The consequences of antivirus missing a zero-day ransomware attack are calamitous enough that many individuals and businesses choose to supplement standard antivirus protection with a separate ransomware protection app. Some such apps work by preventing unauthorized changes to protected folders, while others apply behavioral analysis to detect encrypting ransomware. NeuShield Data Sentinel makes no attempt to detect ransomware! Instead, it focuses on reversing the effects of a ransomware attack. It did a fine job in our testing, though it does have some limitations.

How Much Does NeuShield Data Sentinel Cost?

At $23.99 per year, Data Sentinel is a little on the pricey side. Check Point ZoneAlarm Anti-Ransomware goes for $14.95 per year. CryptoPrevent costs almost the same, at $15 per year. You can get three Data Sentinel licenses for $59.99 per year, or five for $79.99. At that five-license level, its per-device price is about the same as the other two. Trend Micro RansomBuster remains free. The positive side of paying for protection is that NeuShield isn’t likely to vanish due to lack of income. Furthermore, its substantial online management console justifies the ongoing yearly subscription charge.

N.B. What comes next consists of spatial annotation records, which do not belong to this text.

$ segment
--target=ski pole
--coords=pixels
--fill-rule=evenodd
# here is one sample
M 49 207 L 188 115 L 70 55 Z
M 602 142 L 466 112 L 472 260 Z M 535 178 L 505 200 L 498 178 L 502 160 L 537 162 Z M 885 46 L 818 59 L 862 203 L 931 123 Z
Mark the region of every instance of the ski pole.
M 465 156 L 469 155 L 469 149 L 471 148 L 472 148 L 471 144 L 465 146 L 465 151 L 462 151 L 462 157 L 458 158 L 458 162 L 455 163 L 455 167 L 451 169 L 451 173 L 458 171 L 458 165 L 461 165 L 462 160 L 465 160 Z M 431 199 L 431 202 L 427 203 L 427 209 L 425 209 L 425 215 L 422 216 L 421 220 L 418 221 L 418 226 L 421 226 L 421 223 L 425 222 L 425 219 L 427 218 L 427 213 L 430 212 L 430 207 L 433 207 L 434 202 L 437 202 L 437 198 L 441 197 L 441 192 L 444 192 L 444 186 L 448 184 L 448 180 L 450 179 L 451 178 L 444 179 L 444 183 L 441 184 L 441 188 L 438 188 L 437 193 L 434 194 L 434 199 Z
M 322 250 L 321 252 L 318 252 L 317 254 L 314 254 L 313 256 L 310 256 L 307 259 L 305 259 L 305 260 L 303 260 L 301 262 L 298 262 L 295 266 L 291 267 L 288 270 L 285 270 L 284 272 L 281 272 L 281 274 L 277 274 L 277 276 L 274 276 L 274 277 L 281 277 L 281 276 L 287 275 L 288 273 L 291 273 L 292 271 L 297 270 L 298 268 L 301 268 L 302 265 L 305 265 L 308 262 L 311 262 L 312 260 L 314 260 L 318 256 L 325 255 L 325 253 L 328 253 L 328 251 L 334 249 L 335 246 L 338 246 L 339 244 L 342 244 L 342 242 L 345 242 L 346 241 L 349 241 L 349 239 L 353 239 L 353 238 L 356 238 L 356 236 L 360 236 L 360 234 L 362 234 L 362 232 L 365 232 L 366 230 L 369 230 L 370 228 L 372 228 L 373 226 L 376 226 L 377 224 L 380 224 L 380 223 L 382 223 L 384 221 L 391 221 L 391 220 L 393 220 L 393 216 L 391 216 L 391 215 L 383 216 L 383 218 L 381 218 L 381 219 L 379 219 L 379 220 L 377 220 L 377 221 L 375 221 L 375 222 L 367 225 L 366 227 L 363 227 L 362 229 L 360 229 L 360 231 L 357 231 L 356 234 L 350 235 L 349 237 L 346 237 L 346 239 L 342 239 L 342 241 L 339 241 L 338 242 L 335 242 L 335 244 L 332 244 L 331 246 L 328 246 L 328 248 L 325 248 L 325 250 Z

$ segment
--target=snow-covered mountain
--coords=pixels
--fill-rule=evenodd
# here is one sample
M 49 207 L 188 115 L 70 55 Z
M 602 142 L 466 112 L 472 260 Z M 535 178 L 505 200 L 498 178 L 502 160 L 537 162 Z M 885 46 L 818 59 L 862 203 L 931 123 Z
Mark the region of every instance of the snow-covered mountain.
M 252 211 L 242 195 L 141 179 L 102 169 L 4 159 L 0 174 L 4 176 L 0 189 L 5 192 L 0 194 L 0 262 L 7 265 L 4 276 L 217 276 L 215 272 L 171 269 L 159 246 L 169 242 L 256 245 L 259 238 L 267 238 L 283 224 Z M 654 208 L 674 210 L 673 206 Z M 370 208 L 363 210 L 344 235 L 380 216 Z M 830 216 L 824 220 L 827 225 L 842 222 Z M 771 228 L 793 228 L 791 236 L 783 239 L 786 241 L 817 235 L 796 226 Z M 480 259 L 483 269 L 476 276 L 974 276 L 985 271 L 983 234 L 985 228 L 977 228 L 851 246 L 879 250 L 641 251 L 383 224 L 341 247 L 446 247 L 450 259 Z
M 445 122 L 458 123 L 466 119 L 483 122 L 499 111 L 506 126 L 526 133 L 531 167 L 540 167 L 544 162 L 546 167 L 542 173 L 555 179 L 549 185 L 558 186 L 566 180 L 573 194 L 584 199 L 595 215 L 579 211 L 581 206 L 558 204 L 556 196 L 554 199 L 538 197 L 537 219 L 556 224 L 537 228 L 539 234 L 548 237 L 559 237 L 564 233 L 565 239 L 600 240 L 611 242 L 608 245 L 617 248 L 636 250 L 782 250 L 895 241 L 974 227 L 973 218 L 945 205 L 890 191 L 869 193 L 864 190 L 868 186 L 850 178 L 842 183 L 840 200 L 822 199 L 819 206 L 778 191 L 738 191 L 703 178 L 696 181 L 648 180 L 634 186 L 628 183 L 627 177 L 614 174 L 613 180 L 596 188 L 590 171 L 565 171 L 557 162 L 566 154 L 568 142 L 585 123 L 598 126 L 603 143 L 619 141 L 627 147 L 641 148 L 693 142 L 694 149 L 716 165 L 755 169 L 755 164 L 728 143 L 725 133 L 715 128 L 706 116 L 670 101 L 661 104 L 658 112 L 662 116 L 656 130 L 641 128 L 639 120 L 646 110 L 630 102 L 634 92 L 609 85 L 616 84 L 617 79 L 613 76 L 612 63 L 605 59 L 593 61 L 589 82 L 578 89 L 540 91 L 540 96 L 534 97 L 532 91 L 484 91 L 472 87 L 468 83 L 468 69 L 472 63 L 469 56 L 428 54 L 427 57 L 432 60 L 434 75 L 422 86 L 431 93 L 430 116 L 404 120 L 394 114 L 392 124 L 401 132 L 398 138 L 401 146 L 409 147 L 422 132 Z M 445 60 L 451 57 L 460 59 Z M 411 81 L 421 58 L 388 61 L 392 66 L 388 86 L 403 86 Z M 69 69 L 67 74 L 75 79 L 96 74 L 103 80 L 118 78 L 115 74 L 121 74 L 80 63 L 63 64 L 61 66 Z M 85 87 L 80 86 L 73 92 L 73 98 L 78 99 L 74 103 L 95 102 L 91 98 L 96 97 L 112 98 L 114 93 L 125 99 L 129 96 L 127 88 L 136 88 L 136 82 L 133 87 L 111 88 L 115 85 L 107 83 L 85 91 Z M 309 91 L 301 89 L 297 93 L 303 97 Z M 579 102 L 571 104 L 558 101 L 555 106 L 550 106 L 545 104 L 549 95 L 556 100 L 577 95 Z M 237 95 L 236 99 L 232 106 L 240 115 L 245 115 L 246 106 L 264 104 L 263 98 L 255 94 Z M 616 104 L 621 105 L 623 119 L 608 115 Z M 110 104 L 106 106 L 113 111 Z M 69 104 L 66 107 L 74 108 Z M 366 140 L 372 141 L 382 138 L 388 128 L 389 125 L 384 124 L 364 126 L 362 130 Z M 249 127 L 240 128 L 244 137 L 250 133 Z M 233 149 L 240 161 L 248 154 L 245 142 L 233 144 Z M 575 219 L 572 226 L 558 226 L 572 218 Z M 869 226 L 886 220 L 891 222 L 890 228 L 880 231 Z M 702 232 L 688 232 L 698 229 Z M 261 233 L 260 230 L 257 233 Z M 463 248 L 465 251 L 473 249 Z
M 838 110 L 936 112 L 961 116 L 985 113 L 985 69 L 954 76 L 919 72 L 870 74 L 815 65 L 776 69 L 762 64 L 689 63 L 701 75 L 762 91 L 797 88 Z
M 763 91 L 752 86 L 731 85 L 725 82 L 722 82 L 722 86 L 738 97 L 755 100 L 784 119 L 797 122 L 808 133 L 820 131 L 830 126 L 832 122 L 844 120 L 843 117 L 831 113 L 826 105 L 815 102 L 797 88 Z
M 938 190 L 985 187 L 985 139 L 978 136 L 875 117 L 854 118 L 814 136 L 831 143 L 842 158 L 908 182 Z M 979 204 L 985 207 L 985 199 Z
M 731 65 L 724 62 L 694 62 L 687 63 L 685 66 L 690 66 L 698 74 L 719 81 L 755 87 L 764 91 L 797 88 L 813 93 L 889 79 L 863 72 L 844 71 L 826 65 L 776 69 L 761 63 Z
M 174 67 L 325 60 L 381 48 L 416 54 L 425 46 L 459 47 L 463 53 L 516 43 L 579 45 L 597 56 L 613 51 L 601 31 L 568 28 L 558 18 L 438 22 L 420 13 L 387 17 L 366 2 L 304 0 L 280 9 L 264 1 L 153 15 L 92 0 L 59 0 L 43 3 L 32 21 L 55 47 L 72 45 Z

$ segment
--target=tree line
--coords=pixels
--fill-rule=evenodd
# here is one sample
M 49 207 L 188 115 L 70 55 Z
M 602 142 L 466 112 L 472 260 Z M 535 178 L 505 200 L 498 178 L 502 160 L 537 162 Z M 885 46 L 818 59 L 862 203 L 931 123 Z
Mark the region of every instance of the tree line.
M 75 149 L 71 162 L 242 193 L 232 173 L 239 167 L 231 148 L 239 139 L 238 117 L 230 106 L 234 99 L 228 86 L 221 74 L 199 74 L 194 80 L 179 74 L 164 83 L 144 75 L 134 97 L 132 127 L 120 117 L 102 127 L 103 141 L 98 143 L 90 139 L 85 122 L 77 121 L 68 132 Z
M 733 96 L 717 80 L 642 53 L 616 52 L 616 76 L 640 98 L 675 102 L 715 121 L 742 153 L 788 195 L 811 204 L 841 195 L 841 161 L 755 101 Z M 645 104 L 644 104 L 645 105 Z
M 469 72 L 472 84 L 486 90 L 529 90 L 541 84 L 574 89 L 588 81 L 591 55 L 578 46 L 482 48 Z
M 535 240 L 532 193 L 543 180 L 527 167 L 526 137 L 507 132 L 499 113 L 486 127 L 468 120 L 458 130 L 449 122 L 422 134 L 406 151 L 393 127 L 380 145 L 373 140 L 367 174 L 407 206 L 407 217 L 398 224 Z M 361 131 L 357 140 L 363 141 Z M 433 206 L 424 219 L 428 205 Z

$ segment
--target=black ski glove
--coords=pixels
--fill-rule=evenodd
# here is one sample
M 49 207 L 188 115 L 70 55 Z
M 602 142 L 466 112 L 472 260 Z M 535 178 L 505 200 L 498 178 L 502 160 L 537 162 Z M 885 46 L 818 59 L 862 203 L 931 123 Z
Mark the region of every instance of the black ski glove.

Data Sentinel’s main window is mostly white, with touches of grays and blue greens. It defaults to an Overview page that displays what the company calls the Data Protection Matrix. This page is more window dressing than anything, but it’s attractive. Points on a circular matrix move based on disk activity, forming a big green blob that changes shape. If Data Sentinel detects activity related to boot-sector ransomware, the shape turns red for a while. That’s it.
Three menu items down the left open pages devoted to Anti-Ransomware, Anti-Wiperware, and Mirror Shielding. Clicking NeuShield Explorer brings up a special view of Windows Explorer that I’ll explain in detail below. One more menu item opens your NeuShield account online.
This review covers the Home edition, the one most suited to consumers. A free edition exists, but it lacks remote management and the all-important One-Click Restore feature. There’s also a Business edition, with business-oriented features like server protection and integration with the Kaseya VSA management framework. The what? Yeah, it’s not for the average consumer.